Running Type 2 SIMPROF

A Type 2 SIMPROF test is not part of a Wizards>Coherent plots run, and there is a good case for carrying out a test of its null hypothesis (H$_0$: there are no species associations at all) prior to trying to break down those associations into coherent groups, i.e. within each group the null hypothesis (H$_0$: all species similarities within a group are the same) cannot be rejected. Inclusion of species with so little information that species similarities (index of association, IA) are totally unreliable is again unhelpful, so we start from the matrix reduced to the 50 ‘most important’ species. For this test (Type 2), it does not make any difference whether we use the selection in Data1 or its species-standardised form Data2, because the permutations will be across samples within each species and IA includes a standardisation step in its formula. (It does, however, matter a great deal to use the standardised form Data2 when carrying out Type 3 SIMPROF tests – either as part of clustering or with Analyse>SIMPROF – because permutations are across species within samples, and this will make no sense if species are not first ‘relativised’ in this way, to total 100% over samples).

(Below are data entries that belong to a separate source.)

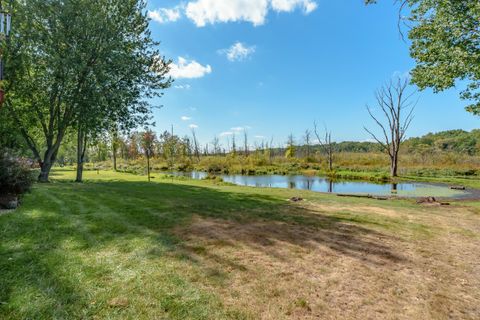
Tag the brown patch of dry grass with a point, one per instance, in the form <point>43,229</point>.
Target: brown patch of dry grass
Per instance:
<point>337,269</point>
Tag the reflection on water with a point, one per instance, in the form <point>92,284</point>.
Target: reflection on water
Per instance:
<point>313,183</point>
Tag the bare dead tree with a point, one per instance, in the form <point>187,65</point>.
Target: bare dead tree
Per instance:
<point>326,144</point>
<point>394,102</point>
<point>216,145</point>
<point>196,146</point>
<point>307,140</point>
<point>245,142</point>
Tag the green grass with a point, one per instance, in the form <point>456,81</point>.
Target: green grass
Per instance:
<point>107,248</point>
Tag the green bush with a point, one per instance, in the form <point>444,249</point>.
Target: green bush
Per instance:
<point>16,176</point>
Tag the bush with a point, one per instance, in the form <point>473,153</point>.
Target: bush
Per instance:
<point>16,177</point>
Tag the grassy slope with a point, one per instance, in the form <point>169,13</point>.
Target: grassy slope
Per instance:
<point>110,248</point>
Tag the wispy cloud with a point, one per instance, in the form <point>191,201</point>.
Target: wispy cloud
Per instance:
<point>240,129</point>
<point>188,69</point>
<point>203,12</point>
<point>182,86</point>
<point>238,52</point>
<point>164,15</point>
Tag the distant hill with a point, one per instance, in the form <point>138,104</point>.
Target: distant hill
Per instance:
<point>459,141</point>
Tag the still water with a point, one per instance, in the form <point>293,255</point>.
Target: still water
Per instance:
<point>321,184</point>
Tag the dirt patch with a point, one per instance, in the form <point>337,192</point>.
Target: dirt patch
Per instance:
<point>283,270</point>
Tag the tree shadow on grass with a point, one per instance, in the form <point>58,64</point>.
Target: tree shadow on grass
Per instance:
<point>97,215</point>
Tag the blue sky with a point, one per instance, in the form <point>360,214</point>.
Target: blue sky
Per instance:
<point>275,66</point>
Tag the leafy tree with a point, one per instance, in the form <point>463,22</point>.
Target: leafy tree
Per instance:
<point>148,143</point>
<point>291,149</point>
<point>445,37</point>
<point>78,64</point>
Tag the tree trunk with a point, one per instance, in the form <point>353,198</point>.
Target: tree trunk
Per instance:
<point>148,165</point>
<point>394,166</point>
<point>81,146</point>
<point>114,151</point>
<point>44,172</point>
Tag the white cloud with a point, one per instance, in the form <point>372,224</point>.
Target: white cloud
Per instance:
<point>289,5</point>
<point>240,129</point>
<point>188,69</point>
<point>182,86</point>
<point>238,52</point>
<point>203,12</point>
<point>164,15</point>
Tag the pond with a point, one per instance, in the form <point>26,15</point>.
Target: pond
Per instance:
<point>321,184</point>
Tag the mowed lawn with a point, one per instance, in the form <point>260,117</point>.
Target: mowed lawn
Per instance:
<point>117,247</point>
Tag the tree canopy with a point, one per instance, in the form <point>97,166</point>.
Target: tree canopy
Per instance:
<point>79,64</point>
<point>445,36</point>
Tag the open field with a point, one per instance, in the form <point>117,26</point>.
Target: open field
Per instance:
<point>117,247</point>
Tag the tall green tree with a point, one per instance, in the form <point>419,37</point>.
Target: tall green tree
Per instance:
<point>70,67</point>
<point>129,70</point>
<point>445,43</point>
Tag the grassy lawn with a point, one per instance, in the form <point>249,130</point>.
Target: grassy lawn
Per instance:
<point>117,247</point>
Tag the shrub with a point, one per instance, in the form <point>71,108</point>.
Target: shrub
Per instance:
<point>16,177</point>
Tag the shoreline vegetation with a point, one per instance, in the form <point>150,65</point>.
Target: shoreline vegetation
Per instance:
<point>118,246</point>
<point>446,157</point>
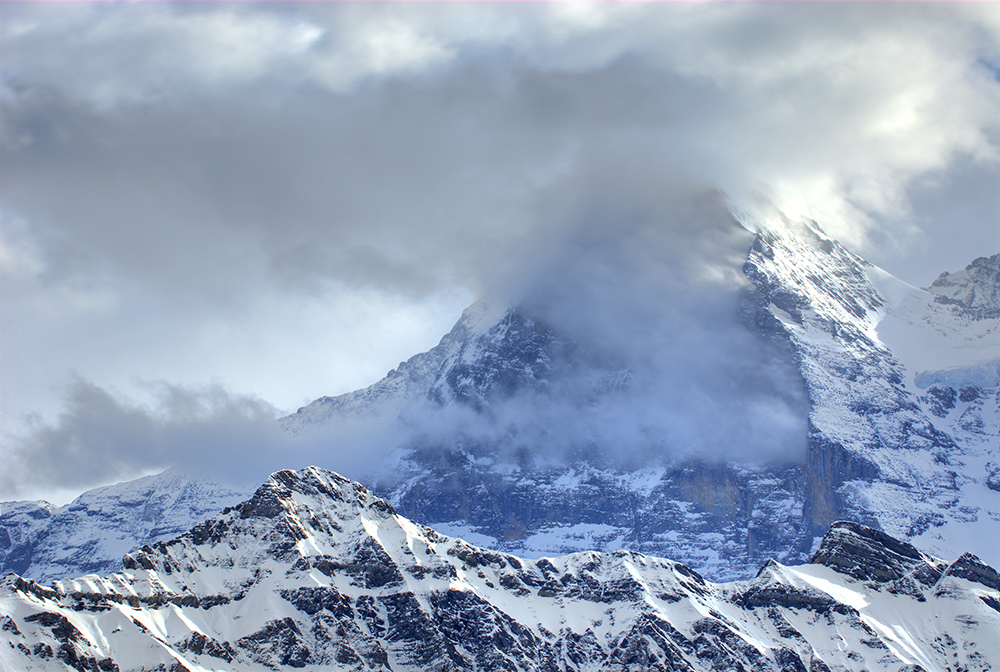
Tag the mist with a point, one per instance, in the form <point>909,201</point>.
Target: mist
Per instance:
<point>259,205</point>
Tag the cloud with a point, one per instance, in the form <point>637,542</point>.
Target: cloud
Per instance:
<point>189,188</point>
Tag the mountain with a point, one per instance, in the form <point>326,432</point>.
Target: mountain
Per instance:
<point>900,430</point>
<point>314,571</point>
<point>516,432</point>
<point>94,532</point>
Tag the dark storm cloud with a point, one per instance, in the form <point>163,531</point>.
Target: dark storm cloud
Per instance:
<point>175,175</point>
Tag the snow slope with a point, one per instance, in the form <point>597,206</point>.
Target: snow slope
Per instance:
<point>901,432</point>
<point>93,532</point>
<point>315,571</point>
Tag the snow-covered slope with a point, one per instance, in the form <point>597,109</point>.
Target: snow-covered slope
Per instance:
<point>314,571</point>
<point>94,532</point>
<point>899,429</point>
<point>881,446</point>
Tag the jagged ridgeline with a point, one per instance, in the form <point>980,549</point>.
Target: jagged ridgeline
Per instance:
<point>316,572</point>
<point>890,391</point>
<point>885,398</point>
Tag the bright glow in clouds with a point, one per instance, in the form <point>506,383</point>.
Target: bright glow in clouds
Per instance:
<point>286,200</point>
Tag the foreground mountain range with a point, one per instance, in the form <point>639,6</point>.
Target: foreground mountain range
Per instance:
<point>887,404</point>
<point>316,572</point>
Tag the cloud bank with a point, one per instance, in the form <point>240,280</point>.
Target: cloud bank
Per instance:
<point>285,195</point>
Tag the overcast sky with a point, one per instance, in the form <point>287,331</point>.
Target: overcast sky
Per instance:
<point>211,214</point>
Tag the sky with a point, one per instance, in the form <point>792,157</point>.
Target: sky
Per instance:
<point>212,214</point>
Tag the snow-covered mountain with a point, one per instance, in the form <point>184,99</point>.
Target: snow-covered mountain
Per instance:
<point>314,571</point>
<point>94,532</point>
<point>899,424</point>
<point>901,429</point>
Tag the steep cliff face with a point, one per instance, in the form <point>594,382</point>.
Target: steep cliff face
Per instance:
<point>94,532</point>
<point>884,446</point>
<point>314,571</point>
<point>900,427</point>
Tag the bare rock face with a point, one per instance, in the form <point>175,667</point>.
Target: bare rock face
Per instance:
<point>887,439</point>
<point>314,571</point>
<point>973,292</point>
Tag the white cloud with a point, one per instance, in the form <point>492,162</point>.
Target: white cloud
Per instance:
<point>205,185</point>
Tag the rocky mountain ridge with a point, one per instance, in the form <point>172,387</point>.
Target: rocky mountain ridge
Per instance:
<point>901,430</point>
<point>314,571</point>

So, from the selection in Data1 or from Data2, run Analyse>SIMPROF>(Type•Type 2) and take the defaults on the Next screen. The output, MultiPlot2, contains two graphs, of the real similarity profile (red) and the means and 99% probability limits for that profile under the null hypothesis, and the histogram of absolute deviations $\pi$ of 999 (further) permuted profiles from that mean, with the real statistic value $\pi$ indicated by the dotted vertical line. The output is of exactly the same form as previously discussed for single SIMPROF runs (see Section 6), and shows with little doubt that there are real species associations to interpret (p<0.1%). With a large number of similarities making up the profile (50$\times$49/2 = 1225), it is inevitable that the probability limits and the real profile will hug the mean curve fairly closely but it is clear that there is an excess of both higher and lower associations than one would expect by chance under the null hypothesis – some of the species are ‘positively’ associated and some ‘negatively’ (we retain the terminology of correlations being positive or negative though, as explained in Chapter 7 of CiMC, an index of association defined over (0, 100) is a better measure of species inter-relationships than a correlation coefficient). Note that very few of the ‘negative’ associations are at the lower limit of IA = 0, which arises when two species are only ever found in different years – this is the result of removing all the low abundance species. [About half the original 111 species were found in three or fewer years – and if you prefer to carry out a species reduction on this type of criterion, you can do so by Select>Variables>(In at least n samples where n is       ), entering that reduced matrix to Analyse>SIMPROF and Wizards> Coherence plots. Leaving in rare species always results in a tail of fully ‘negative’ associations.]